Lucky credit union staff, the Elysian Tower sells and a Dromoland in Dublin?
Business Today: the best news, analysis and comment from ‘The Irish Times’ business desk
The failure of Rush Credit Union led to redress of €450,000 for people who disputed the amounts taken from their accounts in relation to a prize draw for a car. Photograph: North County Leader
A Central Bank review of credit unions has found that, in roughly 30 per cent of those that operated prize draws between the end of 2014 and early 2017, staff and directors won prizes. Peter Hamilton has the details on the story, including the fact that some featured prizes in the raffles were cars.
Dromoland Castle, the five-star Clare estate beloved of wealthy Americans, is looking at putting a toe in the Dublin market, Mark Paul writes today.
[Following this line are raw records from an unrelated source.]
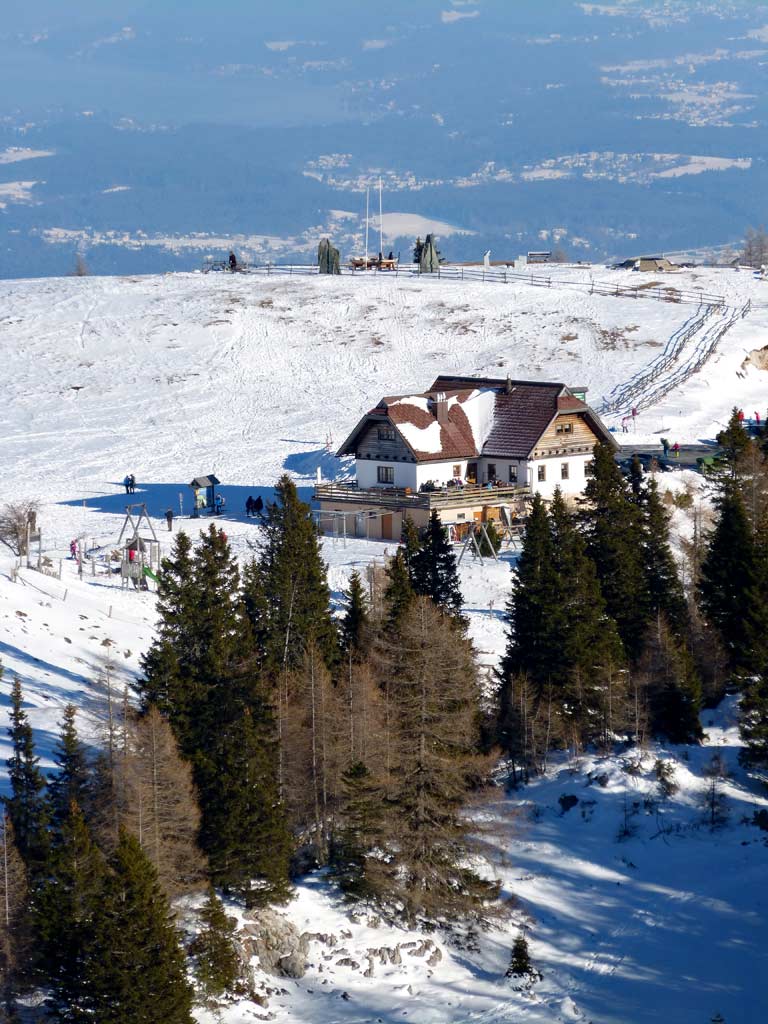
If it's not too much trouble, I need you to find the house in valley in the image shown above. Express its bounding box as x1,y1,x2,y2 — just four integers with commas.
314,376,615,540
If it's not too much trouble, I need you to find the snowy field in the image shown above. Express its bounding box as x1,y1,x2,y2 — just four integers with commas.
0,268,768,1024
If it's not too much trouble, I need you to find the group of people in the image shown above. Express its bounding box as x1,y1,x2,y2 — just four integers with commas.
246,495,264,519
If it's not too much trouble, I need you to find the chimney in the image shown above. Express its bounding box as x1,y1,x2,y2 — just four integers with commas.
434,391,447,423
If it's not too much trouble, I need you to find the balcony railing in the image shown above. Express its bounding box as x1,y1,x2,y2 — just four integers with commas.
314,483,530,511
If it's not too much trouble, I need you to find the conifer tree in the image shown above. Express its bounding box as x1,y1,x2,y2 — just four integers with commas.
698,481,759,672
190,887,242,999
367,597,498,921
636,614,701,743
502,494,559,692
582,444,649,657
641,478,688,637
83,829,194,1024
251,476,338,671
4,677,48,874
411,509,462,615
32,803,109,1024
384,548,415,625
331,761,383,900
200,694,292,906
0,811,30,1021
506,935,534,978
48,705,90,828
340,570,369,657
119,707,206,898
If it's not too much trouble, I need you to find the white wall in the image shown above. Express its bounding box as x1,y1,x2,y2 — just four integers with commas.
354,459,417,490
416,459,467,486
520,452,593,498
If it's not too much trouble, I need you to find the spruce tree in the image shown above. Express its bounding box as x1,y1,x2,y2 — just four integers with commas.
502,494,559,692
411,509,462,615
190,887,242,999
3,677,48,874
640,478,688,637
366,597,499,922
48,705,90,829
250,476,338,671
199,694,292,906
698,481,759,673
331,761,383,900
506,935,535,978
581,444,649,657
340,570,369,657
32,804,109,1024
0,812,30,1021
384,548,415,626
636,613,701,743
84,829,194,1024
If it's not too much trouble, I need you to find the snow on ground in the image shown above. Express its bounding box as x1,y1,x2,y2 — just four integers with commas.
0,267,768,1024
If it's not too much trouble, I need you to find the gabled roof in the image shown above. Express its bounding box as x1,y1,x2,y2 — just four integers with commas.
337,376,615,462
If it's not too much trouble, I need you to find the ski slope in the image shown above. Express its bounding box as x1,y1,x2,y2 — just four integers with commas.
0,268,768,1024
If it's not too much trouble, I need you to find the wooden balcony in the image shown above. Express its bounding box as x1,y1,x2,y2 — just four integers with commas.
313,483,530,511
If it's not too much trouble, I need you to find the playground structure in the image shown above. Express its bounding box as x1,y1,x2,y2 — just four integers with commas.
118,503,160,590
189,473,224,519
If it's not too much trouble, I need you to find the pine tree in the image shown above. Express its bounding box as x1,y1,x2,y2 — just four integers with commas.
582,444,649,657
340,571,369,657
250,476,338,672
411,509,462,615
48,705,90,829
199,695,292,906
0,813,30,1021
698,481,759,672
119,707,206,898
190,888,242,999
384,548,415,626
32,804,108,1024
83,830,193,1024
502,494,559,696
640,479,688,637
4,677,48,874
505,935,537,978
367,597,499,921
637,614,701,743
331,761,383,900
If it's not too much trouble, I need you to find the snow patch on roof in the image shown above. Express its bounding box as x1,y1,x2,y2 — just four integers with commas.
397,420,442,455
452,388,496,452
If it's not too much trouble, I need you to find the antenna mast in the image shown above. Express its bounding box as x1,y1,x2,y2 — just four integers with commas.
366,185,371,269
379,178,384,257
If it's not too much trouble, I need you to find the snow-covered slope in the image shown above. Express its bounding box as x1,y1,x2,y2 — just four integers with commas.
0,268,768,1024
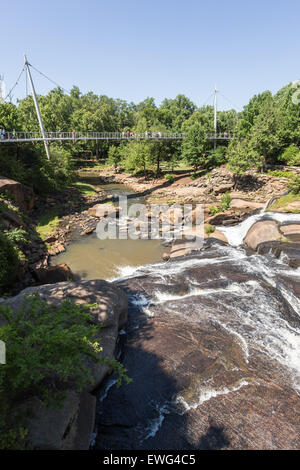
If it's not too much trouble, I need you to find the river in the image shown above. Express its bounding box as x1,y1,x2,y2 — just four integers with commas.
51,184,165,280
51,182,300,450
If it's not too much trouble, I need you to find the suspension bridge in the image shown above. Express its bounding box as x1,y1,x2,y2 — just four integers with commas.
0,56,236,159
0,131,236,144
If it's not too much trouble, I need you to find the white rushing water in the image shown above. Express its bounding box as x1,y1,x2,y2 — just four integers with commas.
216,209,300,246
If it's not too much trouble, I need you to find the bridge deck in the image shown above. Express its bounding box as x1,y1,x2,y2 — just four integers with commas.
0,132,236,143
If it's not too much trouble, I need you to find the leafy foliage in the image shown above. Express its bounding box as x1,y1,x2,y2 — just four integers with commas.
0,233,19,292
288,176,300,194
279,145,300,166
0,295,130,449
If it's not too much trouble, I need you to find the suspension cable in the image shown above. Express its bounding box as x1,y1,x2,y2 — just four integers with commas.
29,64,70,93
4,67,25,101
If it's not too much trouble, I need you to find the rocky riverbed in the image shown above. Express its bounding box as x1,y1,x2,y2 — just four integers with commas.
95,241,300,450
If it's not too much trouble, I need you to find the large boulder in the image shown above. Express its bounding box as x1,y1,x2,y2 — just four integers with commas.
243,220,282,250
257,241,300,268
280,224,300,242
33,264,75,284
230,198,264,210
0,280,127,450
0,176,34,211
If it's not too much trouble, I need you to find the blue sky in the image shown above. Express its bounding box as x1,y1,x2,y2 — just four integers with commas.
0,0,300,109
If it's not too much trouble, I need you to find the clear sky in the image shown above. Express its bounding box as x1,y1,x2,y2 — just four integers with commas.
0,0,300,109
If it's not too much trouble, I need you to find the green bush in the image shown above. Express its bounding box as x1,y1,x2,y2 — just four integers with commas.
209,149,227,167
165,173,175,183
209,191,231,215
288,176,300,194
0,233,19,292
279,145,300,166
0,145,74,194
268,170,294,179
0,295,129,449
221,191,231,211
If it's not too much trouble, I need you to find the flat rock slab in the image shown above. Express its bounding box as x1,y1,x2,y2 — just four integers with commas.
0,176,34,210
243,220,282,250
230,199,264,210
0,280,128,450
96,239,300,450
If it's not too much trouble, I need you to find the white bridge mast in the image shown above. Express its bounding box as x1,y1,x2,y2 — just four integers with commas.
214,86,219,150
0,75,5,103
24,55,50,160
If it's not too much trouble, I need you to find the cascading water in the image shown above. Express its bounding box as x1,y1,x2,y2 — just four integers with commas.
216,200,300,247
96,229,300,449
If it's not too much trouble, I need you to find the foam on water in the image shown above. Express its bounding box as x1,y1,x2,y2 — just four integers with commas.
216,209,300,246
175,380,250,414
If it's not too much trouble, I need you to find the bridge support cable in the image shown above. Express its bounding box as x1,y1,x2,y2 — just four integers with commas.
214,86,218,150
24,55,51,160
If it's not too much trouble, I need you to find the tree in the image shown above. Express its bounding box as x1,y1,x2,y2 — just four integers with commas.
228,140,263,175
159,95,196,132
107,145,122,170
279,145,300,166
122,142,151,175
182,123,208,171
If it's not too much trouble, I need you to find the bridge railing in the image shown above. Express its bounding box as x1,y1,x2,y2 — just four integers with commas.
207,132,237,140
0,131,184,142
0,131,237,143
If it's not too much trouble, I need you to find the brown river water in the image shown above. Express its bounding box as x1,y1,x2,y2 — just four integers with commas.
50,179,300,451
51,184,165,280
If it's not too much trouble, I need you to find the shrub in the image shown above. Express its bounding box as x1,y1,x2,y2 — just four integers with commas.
0,295,129,449
204,224,215,235
279,145,300,166
209,192,231,215
288,176,300,194
221,191,231,211
165,173,175,183
0,233,19,292
268,170,294,178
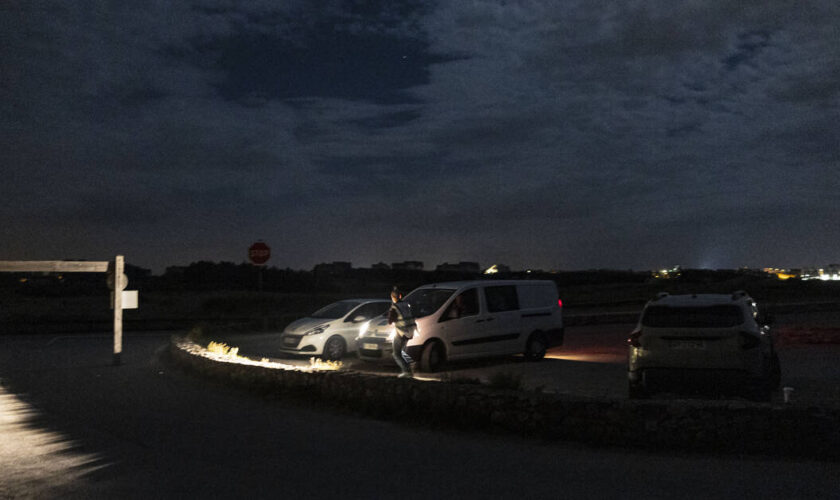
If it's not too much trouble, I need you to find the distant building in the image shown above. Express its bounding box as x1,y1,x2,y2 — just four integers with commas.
435,262,481,274
312,261,353,276
650,266,682,280
483,264,510,274
391,260,423,271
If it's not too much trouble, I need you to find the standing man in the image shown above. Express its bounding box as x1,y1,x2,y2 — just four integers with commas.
388,286,417,378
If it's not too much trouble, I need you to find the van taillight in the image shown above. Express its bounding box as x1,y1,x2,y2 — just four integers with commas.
741,332,761,349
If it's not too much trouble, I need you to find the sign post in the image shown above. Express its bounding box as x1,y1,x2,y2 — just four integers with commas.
114,255,127,366
248,240,271,292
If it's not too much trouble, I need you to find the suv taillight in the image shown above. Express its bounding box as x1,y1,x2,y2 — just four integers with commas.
740,332,761,349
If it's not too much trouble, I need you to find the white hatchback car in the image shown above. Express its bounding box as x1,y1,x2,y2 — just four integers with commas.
280,299,391,361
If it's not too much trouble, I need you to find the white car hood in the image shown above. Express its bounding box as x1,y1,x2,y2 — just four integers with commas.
283,318,335,335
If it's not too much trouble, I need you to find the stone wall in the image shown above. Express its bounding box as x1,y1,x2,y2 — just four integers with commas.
170,339,840,461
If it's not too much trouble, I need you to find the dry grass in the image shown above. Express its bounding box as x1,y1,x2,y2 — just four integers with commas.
207,342,245,359
309,357,344,370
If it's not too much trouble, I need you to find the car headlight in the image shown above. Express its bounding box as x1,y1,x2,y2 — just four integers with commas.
304,325,330,335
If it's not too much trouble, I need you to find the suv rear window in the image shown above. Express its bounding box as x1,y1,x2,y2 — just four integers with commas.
642,304,744,328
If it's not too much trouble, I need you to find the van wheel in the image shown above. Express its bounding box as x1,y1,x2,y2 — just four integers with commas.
321,335,347,361
627,382,649,399
525,332,548,361
420,340,446,372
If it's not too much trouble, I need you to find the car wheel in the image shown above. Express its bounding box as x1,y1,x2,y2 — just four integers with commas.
420,340,446,372
627,382,648,399
525,332,548,361
321,335,347,361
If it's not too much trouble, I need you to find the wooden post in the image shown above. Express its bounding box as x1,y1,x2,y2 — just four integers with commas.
114,255,125,366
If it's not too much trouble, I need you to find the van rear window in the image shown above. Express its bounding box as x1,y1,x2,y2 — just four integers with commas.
403,288,455,318
642,305,744,328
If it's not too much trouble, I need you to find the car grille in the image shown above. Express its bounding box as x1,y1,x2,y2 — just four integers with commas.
281,335,303,347
359,349,382,358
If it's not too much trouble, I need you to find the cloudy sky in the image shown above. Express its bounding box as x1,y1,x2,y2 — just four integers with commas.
0,0,840,271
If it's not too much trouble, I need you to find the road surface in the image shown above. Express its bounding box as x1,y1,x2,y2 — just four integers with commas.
0,335,840,499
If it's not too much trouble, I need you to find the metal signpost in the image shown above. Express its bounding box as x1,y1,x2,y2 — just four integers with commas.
248,240,271,291
0,255,137,366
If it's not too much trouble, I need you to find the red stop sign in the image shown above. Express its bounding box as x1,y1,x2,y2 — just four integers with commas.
248,241,271,266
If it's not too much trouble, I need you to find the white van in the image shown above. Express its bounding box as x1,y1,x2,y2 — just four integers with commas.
356,280,564,371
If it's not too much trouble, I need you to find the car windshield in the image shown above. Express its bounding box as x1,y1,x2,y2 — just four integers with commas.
309,300,359,319
642,305,744,328
403,288,455,318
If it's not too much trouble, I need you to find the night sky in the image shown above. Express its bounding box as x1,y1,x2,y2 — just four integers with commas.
0,0,840,272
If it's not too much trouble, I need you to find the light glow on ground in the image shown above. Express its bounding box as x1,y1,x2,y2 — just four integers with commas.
0,387,108,498
176,339,342,372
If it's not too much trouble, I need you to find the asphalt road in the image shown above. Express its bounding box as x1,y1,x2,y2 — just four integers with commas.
0,335,840,499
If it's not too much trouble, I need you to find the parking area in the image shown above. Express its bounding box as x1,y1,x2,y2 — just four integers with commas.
213,324,840,407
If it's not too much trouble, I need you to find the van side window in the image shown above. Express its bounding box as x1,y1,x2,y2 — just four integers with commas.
484,285,519,312
440,288,478,321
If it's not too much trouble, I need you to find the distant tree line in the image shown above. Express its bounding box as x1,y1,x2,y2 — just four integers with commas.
0,261,837,299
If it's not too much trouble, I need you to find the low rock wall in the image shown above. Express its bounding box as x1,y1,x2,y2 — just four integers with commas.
170,340,840,461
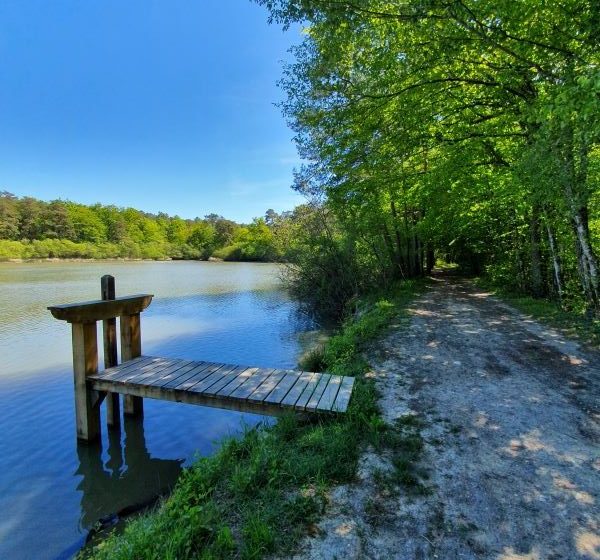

In a wide-ranging interview, Dromoland managing director Mark Nolan reveals that the brand would consider going it alone or entering a partnership in the capital. The estate is also spending €20 million on an upgrade of its iconic Clare property.
Many tributes have been paid to Pearse Lyons, the Irish-born and US-based agribusiness billionaire who died yesterday. Mr Lyons was described by Minister for Agriculture Michael Creed as “ a leader and a visionary” in the world of innovation.
News emerged last night that Core Industrial Reit, an Irish logistics and industrial property company backed by a US hedge fund, has pulled a €225 million flotation. As Joe Brennan reports, the company cited prevailing market conditions.
Also choosing to wait is Virgin Media-owned TV3, which, as Laura Slattery reports, has put the brakes on a plan to rebrand its channels.
Barry O’Halloran writes meanwhile that Kennedy Wilson, the US professional landlord, will pay about ¤95 million for Ireland’s tallest building, the Elysian Tower apartment block in Cork, which it is buying from private equity fund, Blackstone.
In his Caveat column, Mark Paul considers claims this week of massive chef shortages in Irish restaurants. He asks whether the problem might be more of a broken industry than a broken recruitment process.
And on the subject of staff retention, Olive Keogh looks at recognition programmes that acknowledge employees’ contribution to the workplace in a formal way, to the benefit of both manager and worker.
Like many others, John FitzGerald’s mind this week is on GDPR, the forthcoming data protection regime that is likely to prompt at least some upheaval across multiple areas of the economy. Dr FitzGerald looks at the issue from the perspective of academic researchers, urging data protection authorities to look at how the Scandinavians handle access to research data.
And finally, this week’s Wild Goose is John Mark Clancy, a Moscow-based engineer who literally drives home for Christmas to Meath every year, bringing back vats of Irish butter, much to the bemusement of Russian border guards.